Read on to see additional angles of this unique build
Artist AdNorrel creates with his brick-strokes a unique composition of a surreal scene with a character making her way through the mountains. The texture of the bricks both below and above the ledge gives off a scary feeling of great heights to the path of this mysterious traveller. The placement of the distant mountains is a nice play with perspectives giving it a larger than life look. If this was my path home from work every day, I’m pretty much sure I wouldn’t get tired of this picturesque journey.

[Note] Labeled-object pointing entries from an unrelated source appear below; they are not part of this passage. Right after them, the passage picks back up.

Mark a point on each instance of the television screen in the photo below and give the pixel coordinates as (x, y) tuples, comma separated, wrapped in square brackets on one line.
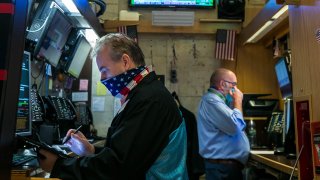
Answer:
[(23, 124), (173, 3), (78, 56), (284, 77), (51, 43)]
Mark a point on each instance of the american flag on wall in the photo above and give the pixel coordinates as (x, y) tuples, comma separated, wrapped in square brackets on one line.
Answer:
[(318, 35), (130, 31), (226, 44)]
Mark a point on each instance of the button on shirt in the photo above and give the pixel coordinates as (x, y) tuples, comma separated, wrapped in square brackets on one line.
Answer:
[(221, 130)]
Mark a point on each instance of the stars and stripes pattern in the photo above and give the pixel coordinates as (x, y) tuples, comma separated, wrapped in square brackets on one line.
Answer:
[(135, 81), (226, 44), (130, 31), (122, 84)]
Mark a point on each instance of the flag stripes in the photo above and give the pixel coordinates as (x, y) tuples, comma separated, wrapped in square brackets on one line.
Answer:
[(226, 44)]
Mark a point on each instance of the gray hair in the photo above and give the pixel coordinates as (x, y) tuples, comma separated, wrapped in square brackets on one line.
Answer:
[(119, 44), (218, 75)]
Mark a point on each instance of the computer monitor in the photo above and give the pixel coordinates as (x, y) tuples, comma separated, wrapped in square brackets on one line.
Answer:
[(51, 43), (284, 77), (289, 130), (78, 56), (23, 124)]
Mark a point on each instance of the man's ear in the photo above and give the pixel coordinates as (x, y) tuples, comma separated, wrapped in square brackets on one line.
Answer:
[(222, 84)]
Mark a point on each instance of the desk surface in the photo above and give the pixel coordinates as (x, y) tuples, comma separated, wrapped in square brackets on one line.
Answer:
[(279, 162)]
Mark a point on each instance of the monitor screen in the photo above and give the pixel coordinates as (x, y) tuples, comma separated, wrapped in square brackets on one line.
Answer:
[(173, 3), (23, 124), (78, 56), (289, 129), (284, 77), (50, 45)]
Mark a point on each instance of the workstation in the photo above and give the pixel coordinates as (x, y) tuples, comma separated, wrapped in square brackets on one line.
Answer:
[(50, 84)]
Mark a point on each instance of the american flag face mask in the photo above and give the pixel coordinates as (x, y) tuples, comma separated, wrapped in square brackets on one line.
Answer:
[(121, 84)]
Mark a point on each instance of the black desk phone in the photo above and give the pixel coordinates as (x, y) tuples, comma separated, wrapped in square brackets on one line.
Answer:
[(40, 145)]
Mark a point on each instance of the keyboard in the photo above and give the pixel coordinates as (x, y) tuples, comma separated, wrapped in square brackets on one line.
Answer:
[(19, 159)]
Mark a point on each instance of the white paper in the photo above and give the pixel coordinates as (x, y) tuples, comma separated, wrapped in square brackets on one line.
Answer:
[(80, 96), (98, 103)]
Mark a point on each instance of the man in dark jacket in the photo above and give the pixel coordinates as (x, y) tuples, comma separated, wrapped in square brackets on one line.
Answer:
[(147, 138)]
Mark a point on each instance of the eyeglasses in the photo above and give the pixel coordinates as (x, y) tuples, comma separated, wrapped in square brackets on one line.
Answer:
[(232, 83)]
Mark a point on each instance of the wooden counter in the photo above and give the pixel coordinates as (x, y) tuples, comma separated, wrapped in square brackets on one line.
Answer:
[(273, 164)]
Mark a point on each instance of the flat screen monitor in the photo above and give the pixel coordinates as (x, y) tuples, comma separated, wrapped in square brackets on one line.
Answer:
[(78, 56), (284, 77), (173, 3), (23, 123), (289, 130), (56, 32)]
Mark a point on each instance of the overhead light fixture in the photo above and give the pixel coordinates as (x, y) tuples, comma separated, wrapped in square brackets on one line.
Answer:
[(275, 20), (280, 12), (70, 6)]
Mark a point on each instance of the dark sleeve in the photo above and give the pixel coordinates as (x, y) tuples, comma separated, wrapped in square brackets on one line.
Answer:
[(135, 144)]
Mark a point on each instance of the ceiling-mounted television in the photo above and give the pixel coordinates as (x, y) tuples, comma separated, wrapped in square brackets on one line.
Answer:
[(173, 3), (77, 58), (55, 32), (284, 77)]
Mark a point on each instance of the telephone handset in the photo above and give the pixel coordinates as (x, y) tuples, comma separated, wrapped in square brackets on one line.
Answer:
[(59, 109), (37, 106)]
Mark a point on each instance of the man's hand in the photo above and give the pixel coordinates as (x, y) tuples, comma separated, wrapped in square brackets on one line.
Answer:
[(79, 143), (237, 97), (46, 160)]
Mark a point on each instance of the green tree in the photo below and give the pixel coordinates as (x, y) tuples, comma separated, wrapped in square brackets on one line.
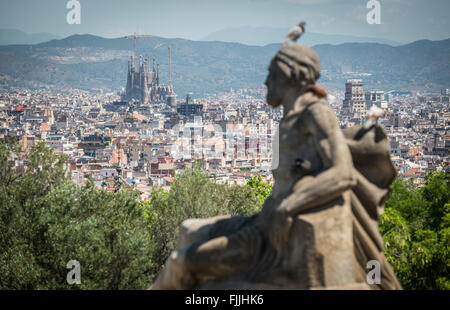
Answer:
[(415, 228), (46, 221), (194, 195)]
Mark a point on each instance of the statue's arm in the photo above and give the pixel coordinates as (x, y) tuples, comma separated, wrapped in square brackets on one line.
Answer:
[(337, 175)]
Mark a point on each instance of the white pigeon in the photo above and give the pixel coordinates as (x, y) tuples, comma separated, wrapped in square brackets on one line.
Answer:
[(295, 33)]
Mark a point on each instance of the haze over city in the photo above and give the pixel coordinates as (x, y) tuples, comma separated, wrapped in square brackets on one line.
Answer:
[(401, 20)]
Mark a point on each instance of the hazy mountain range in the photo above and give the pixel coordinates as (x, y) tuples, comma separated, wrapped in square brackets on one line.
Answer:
[(89, 62), (266, 35), (14, 36)]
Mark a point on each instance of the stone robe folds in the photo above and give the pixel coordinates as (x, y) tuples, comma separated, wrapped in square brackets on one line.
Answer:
[(328, 247)]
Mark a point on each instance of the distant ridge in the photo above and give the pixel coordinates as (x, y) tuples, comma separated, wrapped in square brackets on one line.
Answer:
[(261, 36), (92, 62), (14, 36)]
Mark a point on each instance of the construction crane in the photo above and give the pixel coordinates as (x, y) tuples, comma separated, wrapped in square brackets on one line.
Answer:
[(135, 36)]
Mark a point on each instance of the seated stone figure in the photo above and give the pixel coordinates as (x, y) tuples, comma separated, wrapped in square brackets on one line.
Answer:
[(318, 230)]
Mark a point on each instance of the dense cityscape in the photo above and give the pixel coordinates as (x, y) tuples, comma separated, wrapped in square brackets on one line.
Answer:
[(142, 136)]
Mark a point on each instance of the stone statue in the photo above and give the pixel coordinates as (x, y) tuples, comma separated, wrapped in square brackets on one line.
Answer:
[(319, 229)]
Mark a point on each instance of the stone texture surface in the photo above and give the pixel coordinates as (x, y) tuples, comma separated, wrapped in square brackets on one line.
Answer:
[(319, 229)]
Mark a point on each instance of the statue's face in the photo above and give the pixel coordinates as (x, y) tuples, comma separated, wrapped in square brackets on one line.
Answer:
[(275, 85)]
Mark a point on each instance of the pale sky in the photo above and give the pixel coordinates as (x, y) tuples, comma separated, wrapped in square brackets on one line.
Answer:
[(401, 20)]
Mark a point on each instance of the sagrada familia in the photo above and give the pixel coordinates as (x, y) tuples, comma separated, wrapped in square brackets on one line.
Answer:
[(143, 84)]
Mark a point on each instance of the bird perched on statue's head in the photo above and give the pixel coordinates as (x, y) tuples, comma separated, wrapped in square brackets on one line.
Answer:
[(295, 33)]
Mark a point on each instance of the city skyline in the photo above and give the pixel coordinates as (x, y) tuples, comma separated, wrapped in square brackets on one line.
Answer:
[(402, 21)]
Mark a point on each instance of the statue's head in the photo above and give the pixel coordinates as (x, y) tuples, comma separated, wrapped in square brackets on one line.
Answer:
[(294, 66)]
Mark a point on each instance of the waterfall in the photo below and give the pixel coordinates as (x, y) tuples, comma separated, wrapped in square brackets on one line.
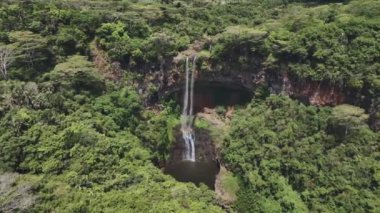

You can tell a lot about a historic Lego diorama through its landscaping. This collaboration by Classical Bricks, Cole Blood, and Mountain Hobbit shows a majestic castle settled on a rocky and hilly landscape next to a flowing river. The construction of the castle on top of the highest point of the ground elevates its sense of grandeur. It’s no wonder this creation caught the attention of many and won “Best in Show” at Bricks Cascade.
This winter landscape sculpted by John Snyder is a glimpse of the raw beauty of nature. There are many details to reward a closer look from the frozen pond to the brick-built wildlife. I count 9 animals ranging from a blue jay to a hibernating bear, can you find them all?
More often than not, landscaping techniques in LEGO creations serve a secondary purpose, like helping a building or a story feel complete. While this little landscape by Emil Lidé does contain more than just plants and rocks, that hierarchy of motives is inverted here. Instead of the landscape augmenting the “story,” the decrepit wall and building’s remains add some purpose to the dense and diverse foliage.
Sometimes it’s a single LEGO piece which sparks the inspiration for an entire model. That’s what seems to have happened here, with David Zambito deciding the Nexo Knights helmet visor might make a good cowcatcher for a locomotive. He wasn’t wrong – it looks excellent – as does the rest of this microscale creation. The details on the train are good, although I wish the loco itself was a different colour to offer better contrast with the grey rockwork around the tunnel. The mix of skeleton arms used for steam is an obvious highlight, but don’t miss that little tent and campfire – a lovely touch which breaks up the surrounding landscaping.
Life can be busy and sometimes we need to find a place that allows us to relax and unwind. Rather than search high and low for that special place, Milan Sekiz has built his own sanctuary with LEGO bricks. This tranquil scene is beautiful, with its soothing colour scheme and some very nice natural features in the garden. I love the way the colour combination of the leaves tone in nicely with the sloping roofs of the home in the background.
My own favourite part of the scene is the little stream and the cleverly constructed bridge connecting the stone path. Milan has used different coloured plates under the transparent light blue tiles to give the impression of a textured river bed.
There’s only one minor part of the scene that kicked me from my tranquil, meditative state; the combination of the yellow minifigures and flesh has a jolting effect on my irritable nerve.
Picture it, Tuscany 1982. The sky is blue, the cypress trees are green and the sunflowers are in full bloom. Sandro Damiano has built a peaceful LEGO scene that is the perfect antidote to some of the post-apocalyptic creations we feature here on TBB. While technically this is not a complex build, the composition and colourful scene has been well crafted in a picture postcard style. I love the meandering stone path and the shapely cypress trees, while the balance of bright colours is ideal for this cheerful scene.